JAKARTA (RIAUPOS.CO) - Kinerja pimpinan Komisi Pemberantasan Korupsi (KPK) berpengaruh terhadap kepercayaan publik terhadap lembaga antirasuah tersebut.
Aktivis antikorupsi Abdul Fickar Hadjar membeberkan tiga pemicu menurunnya kepercayaan publik terhadap KPK. Pertama, akibat dari revisi Undang-Undang Nomor 30 Tahun 2002 menjadi Undang-Undang Nomor 19 Tahun 2019 tentang KPK.
“Revisi UU KPK yang dikatakan menguatkan ternyata justru melemahkan. KPK menjadi lembaga yamg tidak mandiri atau independent lagi,” kata Fickar kepada JawaPos.com, Minggu (16/2).

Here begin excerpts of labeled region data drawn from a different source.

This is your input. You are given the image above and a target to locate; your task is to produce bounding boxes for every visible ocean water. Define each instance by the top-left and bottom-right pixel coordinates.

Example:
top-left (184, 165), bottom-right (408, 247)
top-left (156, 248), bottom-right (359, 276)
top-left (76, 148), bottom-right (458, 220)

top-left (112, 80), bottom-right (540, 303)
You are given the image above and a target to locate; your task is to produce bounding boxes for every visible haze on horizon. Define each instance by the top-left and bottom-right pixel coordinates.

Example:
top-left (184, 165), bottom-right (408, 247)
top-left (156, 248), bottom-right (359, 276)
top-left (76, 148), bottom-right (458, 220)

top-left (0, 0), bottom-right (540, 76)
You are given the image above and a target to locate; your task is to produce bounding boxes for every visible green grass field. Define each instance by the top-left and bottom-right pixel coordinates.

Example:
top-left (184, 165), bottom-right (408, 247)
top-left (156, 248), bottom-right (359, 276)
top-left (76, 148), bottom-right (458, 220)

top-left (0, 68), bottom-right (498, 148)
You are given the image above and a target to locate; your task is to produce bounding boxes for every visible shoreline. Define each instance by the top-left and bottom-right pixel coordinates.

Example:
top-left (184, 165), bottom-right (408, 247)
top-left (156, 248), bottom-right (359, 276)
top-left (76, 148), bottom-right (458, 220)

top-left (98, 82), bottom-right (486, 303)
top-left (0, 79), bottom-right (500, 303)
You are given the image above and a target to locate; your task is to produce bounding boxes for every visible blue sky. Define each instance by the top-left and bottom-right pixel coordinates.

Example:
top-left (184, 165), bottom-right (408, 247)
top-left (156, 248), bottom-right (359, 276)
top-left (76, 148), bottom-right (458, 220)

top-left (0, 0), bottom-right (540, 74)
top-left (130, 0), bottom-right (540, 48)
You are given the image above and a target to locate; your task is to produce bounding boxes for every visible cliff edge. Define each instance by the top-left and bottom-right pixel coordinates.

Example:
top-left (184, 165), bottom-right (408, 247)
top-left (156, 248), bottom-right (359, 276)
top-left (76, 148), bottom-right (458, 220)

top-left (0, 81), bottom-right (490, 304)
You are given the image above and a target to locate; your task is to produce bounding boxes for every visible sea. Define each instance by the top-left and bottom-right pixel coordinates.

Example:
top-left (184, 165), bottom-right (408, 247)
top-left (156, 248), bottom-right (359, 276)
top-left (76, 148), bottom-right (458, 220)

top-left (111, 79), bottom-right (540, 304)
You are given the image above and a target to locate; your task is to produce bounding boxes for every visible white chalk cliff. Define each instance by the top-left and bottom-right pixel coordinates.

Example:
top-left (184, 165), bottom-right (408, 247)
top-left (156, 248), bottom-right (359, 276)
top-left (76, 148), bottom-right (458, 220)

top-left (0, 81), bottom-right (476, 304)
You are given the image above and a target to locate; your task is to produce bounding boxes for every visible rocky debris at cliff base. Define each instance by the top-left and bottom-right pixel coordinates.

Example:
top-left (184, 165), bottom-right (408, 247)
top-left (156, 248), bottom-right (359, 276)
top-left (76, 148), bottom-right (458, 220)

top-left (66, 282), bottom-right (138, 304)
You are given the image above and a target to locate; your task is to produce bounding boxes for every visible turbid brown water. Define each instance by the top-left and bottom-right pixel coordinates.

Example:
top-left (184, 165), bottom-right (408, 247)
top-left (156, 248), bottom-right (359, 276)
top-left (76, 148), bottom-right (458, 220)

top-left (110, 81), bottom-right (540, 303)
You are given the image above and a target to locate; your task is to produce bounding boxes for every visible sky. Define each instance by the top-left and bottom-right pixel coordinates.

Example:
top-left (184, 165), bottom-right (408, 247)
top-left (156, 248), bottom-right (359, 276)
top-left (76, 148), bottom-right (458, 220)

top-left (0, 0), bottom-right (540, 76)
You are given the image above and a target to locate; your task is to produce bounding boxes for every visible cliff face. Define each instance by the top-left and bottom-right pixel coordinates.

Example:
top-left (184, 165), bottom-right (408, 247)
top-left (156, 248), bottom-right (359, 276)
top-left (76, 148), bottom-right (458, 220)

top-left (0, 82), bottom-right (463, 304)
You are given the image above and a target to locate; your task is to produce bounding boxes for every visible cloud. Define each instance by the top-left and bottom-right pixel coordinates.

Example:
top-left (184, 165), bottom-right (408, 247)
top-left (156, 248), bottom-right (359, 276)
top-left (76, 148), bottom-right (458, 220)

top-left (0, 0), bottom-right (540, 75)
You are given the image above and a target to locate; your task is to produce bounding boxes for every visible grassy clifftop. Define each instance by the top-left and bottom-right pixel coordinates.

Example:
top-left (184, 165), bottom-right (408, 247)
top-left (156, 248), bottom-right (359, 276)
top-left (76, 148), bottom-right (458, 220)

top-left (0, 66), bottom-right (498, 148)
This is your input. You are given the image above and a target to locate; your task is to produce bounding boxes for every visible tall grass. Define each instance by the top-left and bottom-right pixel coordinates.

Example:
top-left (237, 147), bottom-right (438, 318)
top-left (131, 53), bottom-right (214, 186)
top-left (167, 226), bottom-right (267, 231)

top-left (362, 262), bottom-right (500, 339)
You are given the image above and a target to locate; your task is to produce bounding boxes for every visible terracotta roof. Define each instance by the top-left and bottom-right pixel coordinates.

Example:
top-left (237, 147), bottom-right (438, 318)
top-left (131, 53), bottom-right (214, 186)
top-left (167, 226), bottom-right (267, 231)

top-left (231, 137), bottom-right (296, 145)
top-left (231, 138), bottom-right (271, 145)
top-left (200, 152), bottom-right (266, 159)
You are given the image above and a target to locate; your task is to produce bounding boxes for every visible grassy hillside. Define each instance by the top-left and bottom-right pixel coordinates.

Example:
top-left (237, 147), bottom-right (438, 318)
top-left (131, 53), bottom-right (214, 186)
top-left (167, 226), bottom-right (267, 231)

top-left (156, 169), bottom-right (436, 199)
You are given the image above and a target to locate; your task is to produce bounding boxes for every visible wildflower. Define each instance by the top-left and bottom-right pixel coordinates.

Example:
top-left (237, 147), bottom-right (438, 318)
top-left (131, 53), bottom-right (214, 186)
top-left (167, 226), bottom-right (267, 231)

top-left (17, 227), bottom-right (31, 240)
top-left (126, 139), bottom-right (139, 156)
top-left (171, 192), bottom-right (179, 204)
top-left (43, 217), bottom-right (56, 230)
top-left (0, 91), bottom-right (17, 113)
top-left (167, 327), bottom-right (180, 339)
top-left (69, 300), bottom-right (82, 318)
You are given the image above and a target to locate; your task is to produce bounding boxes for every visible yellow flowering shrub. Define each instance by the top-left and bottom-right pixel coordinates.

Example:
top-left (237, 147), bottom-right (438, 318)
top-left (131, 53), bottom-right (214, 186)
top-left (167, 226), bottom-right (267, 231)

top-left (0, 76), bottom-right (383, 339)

Menurunnya kepercayaan publik terhadap kinerja KPK itu berdasar pada hasil survei Alvara Research Center. Dari survei disebutkan bahwa KPK berada di peringkat kelima dengan tingkat kepuasan 7,1 persen. Penilaian itu merupakan survei terhadap lembaga negara pada 100 hari kerja pemerintahan Joko Widodo-Maruf Amin.

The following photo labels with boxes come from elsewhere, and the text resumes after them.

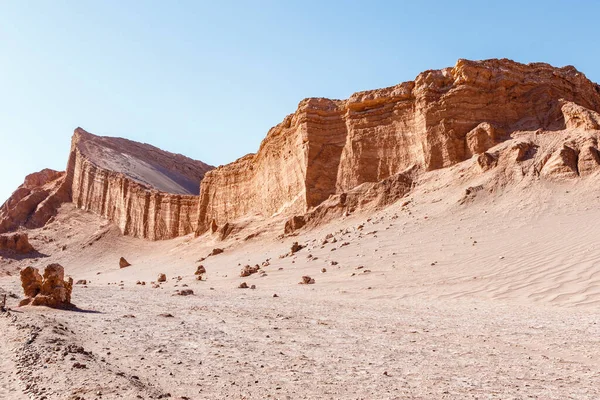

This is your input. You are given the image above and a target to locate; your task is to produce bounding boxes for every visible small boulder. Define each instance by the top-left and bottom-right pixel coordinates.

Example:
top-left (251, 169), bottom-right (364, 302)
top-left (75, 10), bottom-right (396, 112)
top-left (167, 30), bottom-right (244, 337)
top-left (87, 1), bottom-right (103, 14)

top-left (174, 289), bottom-right (194, 296)
top-left (290, 242), bottom-right (305, 255)
top-left (300, 275), bottom-right (315, 285)
top-left (209, 248), bottom-right (224, 256)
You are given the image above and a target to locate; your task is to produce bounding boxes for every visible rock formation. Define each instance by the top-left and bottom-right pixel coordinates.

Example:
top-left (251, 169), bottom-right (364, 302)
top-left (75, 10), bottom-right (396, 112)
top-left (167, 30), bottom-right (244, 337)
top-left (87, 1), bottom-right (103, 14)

top-left (0, 169), bottom-right (70, 233)
top-left (0, 59), bottom-right (600, 240)
top-left (0, 232), bottom-right (35, 254)
top-left (19, 264), bottom-right (73, 308)
top-left (197, 60), bottom-right (600, 234)
top-left (67, 128), bottom-right (212, 240)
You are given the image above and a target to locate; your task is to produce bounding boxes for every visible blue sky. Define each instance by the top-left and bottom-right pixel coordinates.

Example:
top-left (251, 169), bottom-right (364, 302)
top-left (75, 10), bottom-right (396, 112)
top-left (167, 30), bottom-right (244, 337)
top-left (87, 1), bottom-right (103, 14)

top-left (0, 0), bottom-right (600, 202)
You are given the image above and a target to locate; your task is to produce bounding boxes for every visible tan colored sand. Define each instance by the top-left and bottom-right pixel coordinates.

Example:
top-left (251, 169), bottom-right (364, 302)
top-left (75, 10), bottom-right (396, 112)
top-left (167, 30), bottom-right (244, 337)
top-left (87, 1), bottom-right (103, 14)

top-left (0, 177), bottom-right (600, 399)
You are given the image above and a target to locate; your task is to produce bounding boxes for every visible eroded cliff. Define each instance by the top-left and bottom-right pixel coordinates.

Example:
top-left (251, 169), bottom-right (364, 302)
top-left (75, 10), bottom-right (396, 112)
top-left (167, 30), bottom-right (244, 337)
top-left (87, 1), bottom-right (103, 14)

top-left (198, 60), bottom-right (600, 233)
top-left (67, 128), bottom-right (212, 240)
top-left (0, 60), bottom-right (600, 240)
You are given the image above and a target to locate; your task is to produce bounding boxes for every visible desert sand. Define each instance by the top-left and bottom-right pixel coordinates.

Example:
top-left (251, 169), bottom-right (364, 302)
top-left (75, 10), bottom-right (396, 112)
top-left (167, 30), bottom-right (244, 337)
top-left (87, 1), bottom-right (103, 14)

top-left (0, 171), bottom-right (600, 399)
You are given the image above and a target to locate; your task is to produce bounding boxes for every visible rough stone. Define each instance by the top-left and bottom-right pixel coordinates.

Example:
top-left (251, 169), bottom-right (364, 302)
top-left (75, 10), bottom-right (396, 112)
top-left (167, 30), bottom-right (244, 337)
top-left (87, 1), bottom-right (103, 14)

top-left (0, 232), bottom-right (35, 254)
top-left (19, 264), bottom-right (73, 308)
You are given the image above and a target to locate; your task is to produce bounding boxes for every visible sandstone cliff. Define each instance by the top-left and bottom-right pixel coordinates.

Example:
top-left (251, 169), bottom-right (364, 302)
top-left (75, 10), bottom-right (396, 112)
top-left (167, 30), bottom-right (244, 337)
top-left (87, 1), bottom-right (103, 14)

top-left (67, 128), bottom-right (212, 240)
top-left (0, 169), bottom-right (70, 233)
top-left (198, 60), bottom-right (600, 233)
top-left (0, 60), bottom-right (600, 240)
top-left (0, 128), bottom-right (212, 240)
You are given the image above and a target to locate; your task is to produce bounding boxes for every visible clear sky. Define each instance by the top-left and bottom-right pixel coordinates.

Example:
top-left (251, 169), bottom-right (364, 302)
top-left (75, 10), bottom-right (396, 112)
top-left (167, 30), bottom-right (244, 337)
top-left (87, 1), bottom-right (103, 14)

top-left (0, 0), bottom-right (600, 203)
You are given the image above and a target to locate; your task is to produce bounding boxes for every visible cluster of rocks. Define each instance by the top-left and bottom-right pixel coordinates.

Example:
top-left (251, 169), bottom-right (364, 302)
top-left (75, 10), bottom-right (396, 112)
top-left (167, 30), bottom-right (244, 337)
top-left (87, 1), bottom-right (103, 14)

top-left (19, 264), bottom-right (73, 308)
top-left (119, 257), bottom-right (131, 268)
top-left (0, 232), bottom-right (35, 254)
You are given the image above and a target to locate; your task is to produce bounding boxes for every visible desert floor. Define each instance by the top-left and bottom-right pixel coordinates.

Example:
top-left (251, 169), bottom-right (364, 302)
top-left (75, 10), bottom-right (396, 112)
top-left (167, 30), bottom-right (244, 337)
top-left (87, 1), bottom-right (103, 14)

top-left (0, 179), bottom-right (600, 400)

Pemicu kedua, kata Abdul Fickar, yakni kehadiran Dewan Pengawas (dewas), sebagaimana amanat UU Nomor 19/2019. Proses penyadapan, penggeledahan hingga penyidikan suatu kasus harus meminta izin Dewas KPK.
“Dewas menjadi birokrasi baru dalam sistem pemberantasan korupsi,” sesal Fickar.
Fickar menyebut, kekhawatiran pelemahan teehadap KPK terbukti pada rangkaian operasi tangkap tangan (OTT) terhadap komisioner KPU Wahyu Setiawan. Menurut dia kinerja penyidik pun terhambat atas kehadiran Dewas KPK.
“Kerja yang didukung oleh birokrasi yang lambat melahirkan banyak tersangka buron, seperti Nurhadi Cs dan Harun Masiku,” tegas Fickar.
Tidak kalah mencolok lagi, faktor ketiga. Kata Fickar, pimpinan KPK era Firli Bahuri yang kini rajin bersafari ke lembaga negara pun dinilai salah satu pemicu turunnya kepercayaan publik terhadap KPK. Langkah kesewenangan pimpinan KPK pun terlihat dengan memutasi sepihak pegawai yang masa tugasnya belum selesai di KPK.
“Itu hal hal yang membuat KPK kurang lagi dipercayai publik. Karena pimpinan KPK kerjanya silaturahmi,” pungkasnya.